How to use it: You must credit the artist. You can put this song in a video or other derivative work. You cannot use it for commercial purposes. A commercial use is one primarily intended for commercial advantage or monetary compensation. You may NOT use this for fundraising, advertising, or promoting a product or service without further permission, even if you’re a nonprofit organization. More permissions must be obtained directly from the artist.



CC BY-ND: Attribution-NoDerivatives. This license allows for redistribution, commercial and non-commercial, as long as it is passed along unchanged and in whole, and creators must be credited.

How to use it: You must credit the artistYou cannot put this song in a video or other derivative work. If you remix, transform, or build upon the material, you may not distribute, publish, share, or post the modified material. Syncing a track to video/moving images constitutes a derivative work, which is prohibited by this license. More permissions must be obtained directly from the artist.



CC BY-NC-SA
: Attribution-NonCommercial-ShareAlike. This license lets others remix, tweak, and build upon your work non-commercially, as long as the artist is credited and a new creations are licensed under the identical terms.

How to use it: You must credit the artist. You can put this song in a video or other derivative work. You cannot use it for commercial purposes. A commercial use is one primarily intended for commercial advantage or monetary compensation. You may NOT use this for fundraising, advertising, or promoting a product or service without further permission, even if you’re a nonprofit organization. You must add the same license (CC BY-NC-SA) to your video, remix or derivative work. More permissions must be obtained directly from the artist.



CC BY-NC-ND
: Attribution-NonCommercial-NoDerivatives. This license is the most restrictive of our six main licenses, only allowing others to download your works and share them with others as long as the artist is credited, the use is non-commercial and the work is passed along unchanged.

How to use it: You must credit the artistYou cannot put this song in a video or other derivative work. If you remix, transform, or build upon the material, you may not distribute, publish, share, or post the modified material.
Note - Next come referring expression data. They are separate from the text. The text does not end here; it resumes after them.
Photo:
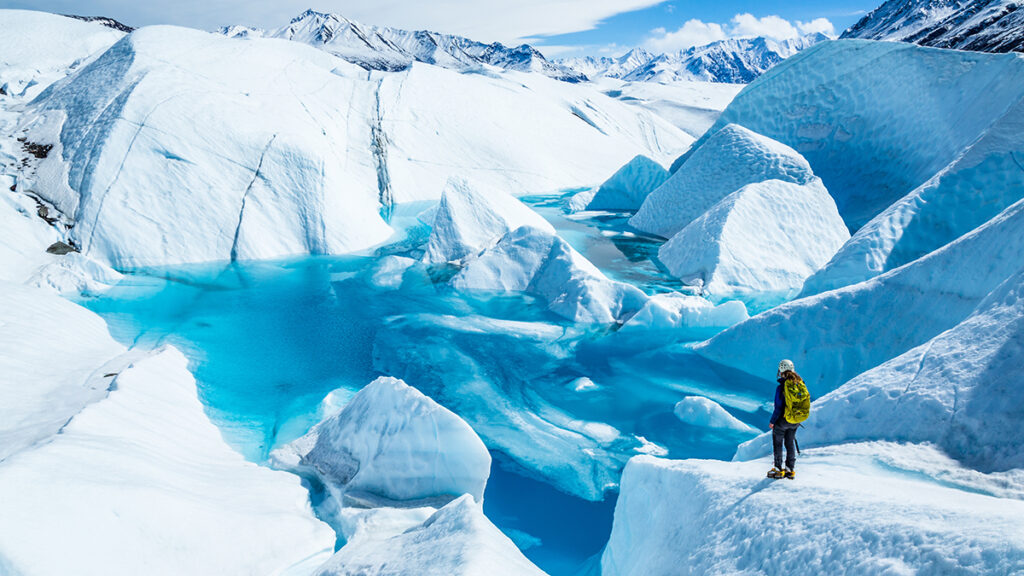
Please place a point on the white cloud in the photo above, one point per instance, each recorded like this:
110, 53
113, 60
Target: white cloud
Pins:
697, 33
693, 33
505, 21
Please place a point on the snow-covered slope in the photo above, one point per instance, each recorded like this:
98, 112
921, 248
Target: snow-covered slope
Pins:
391, 443
141, 482
869, 509
727, 160
457, 540
760, 242
391, 49
737, 60
986, 26
876, 120
986, 178
37, 48
268, 148
531, 260
837, 335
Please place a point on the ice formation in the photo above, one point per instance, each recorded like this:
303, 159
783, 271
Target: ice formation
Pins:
529, 259
700, 411
142, 482
469, 219
876, 120
859, 509
761, 241
726, 161
837, 335
628, 188
393, 443
458, 540
673, 310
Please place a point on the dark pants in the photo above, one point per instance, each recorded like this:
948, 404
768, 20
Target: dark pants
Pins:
784, 433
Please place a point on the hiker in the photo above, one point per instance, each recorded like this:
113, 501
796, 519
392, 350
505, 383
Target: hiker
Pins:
793, 405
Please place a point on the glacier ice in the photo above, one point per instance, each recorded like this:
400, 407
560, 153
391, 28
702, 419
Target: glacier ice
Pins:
859, 509
700, 411
760, 242
730, 158
392, 443
538, 262
469, 219
674, 310
876, 120
142, 482
839, 334
984, 179
960, 391
628, 188
457, 540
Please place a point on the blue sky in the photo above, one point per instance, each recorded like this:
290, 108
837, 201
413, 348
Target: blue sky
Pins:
558, 28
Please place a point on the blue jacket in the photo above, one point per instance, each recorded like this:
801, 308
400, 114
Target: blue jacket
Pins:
779, 404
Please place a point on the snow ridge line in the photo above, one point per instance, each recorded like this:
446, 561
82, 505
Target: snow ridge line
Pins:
245, 196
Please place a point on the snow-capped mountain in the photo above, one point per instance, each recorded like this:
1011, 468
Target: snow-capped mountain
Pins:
986, 26
393, 49
736, 60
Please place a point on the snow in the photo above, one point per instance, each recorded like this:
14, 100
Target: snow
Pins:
673, 310
700, 411
986, 178
457, 540
876, 120
628, 188
532, 260
851, 510
760, 242
837, 335
38, 48
961, 391
392, 443
470, 218
726, 161
141, 482
56, 357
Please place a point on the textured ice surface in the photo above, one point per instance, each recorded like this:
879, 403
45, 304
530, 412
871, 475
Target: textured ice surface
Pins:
726, 161
986, 178
700, 411
392, 442
531, 260
673, 311
469, 219
760, 242
38, 48
877, 508
837, 335
876, 120
458, 540
142, 482
628, 188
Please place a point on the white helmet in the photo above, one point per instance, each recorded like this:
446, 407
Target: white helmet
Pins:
786, 365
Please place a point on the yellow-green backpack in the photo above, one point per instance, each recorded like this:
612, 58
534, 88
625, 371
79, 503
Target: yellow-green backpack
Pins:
798, 401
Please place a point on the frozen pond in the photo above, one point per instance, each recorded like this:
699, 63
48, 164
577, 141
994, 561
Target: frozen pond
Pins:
268, 340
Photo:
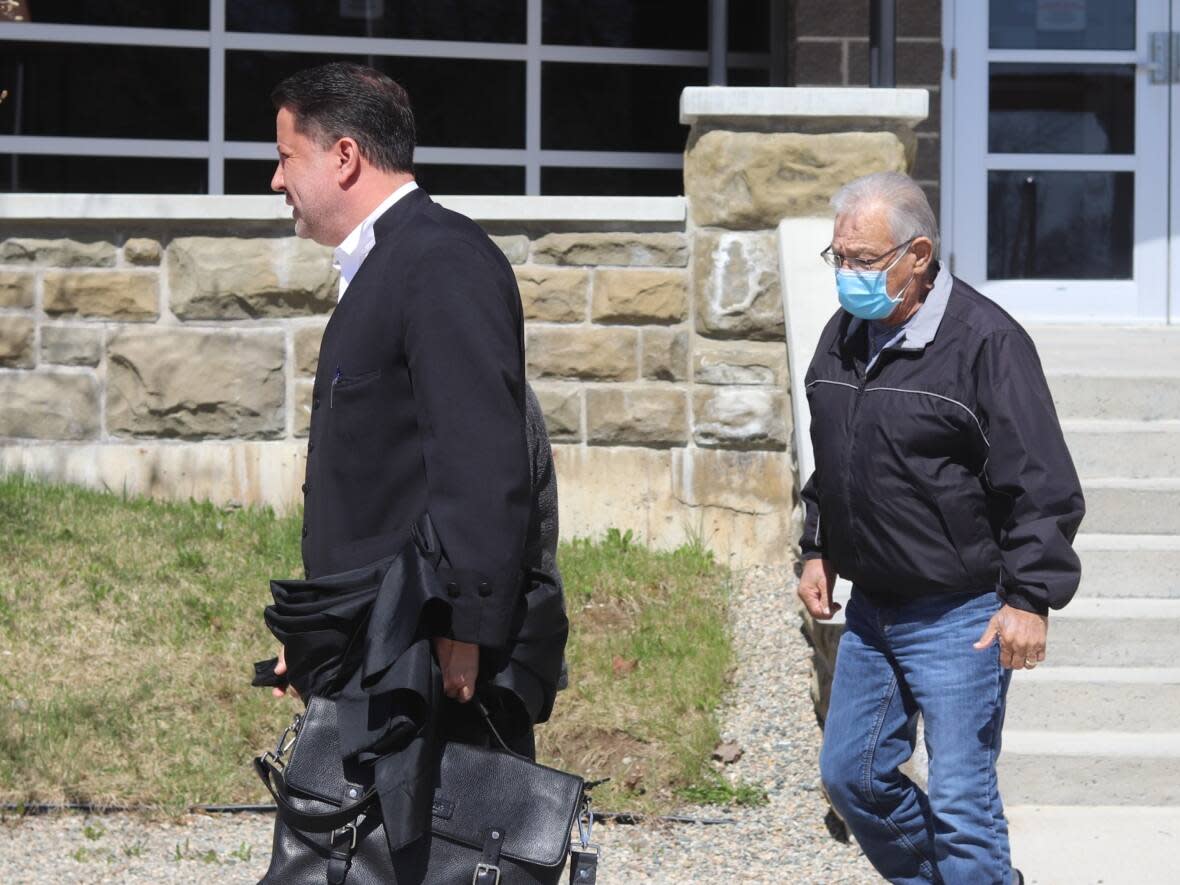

Syncing a track to video/moving images constitutes a derivative work, which is prohibited by this license. You cannot use it for commercial purposes. A commercial use is one primarily intended for commercial advantage or monetary compensation. You may NOT use ithis for fundraising, advertising, or promoting a product or service without further permission, even if you’re a nonprofit organization. More permissions must be obtained directly from the artist.


CC0
: Public Domain Dedication/No Rights Reserved. The person who associated a work with this deed has dedicated the work to the public domain by waiving all of his or her rights to the work worldwide under copyright law, including all related and neighboring rights, to the extent allowed by law.

How to use it: You can copy, modify, distribute and perform the work, even for commercial purposes, all without asking permission. Note: CC0 can only be applied by the rights holder. CC0 does not cover works in the public domain whose copyright has expired; works in the public domain due to expired copyright may still protected by state or local statutes. The information regarding a track’s public domain status is to the best of our knowledge and should not be considered authoritative.

DISCLAIMER
The FAQ provides general information about legal topics; it does not provide individual legal advice. The FMA provides this information on an “as-is” basis. Use of this FAQ does not create an attorney-client relationship between the FMA and the user, and the FMA disclaims liability for damages resulting from its use.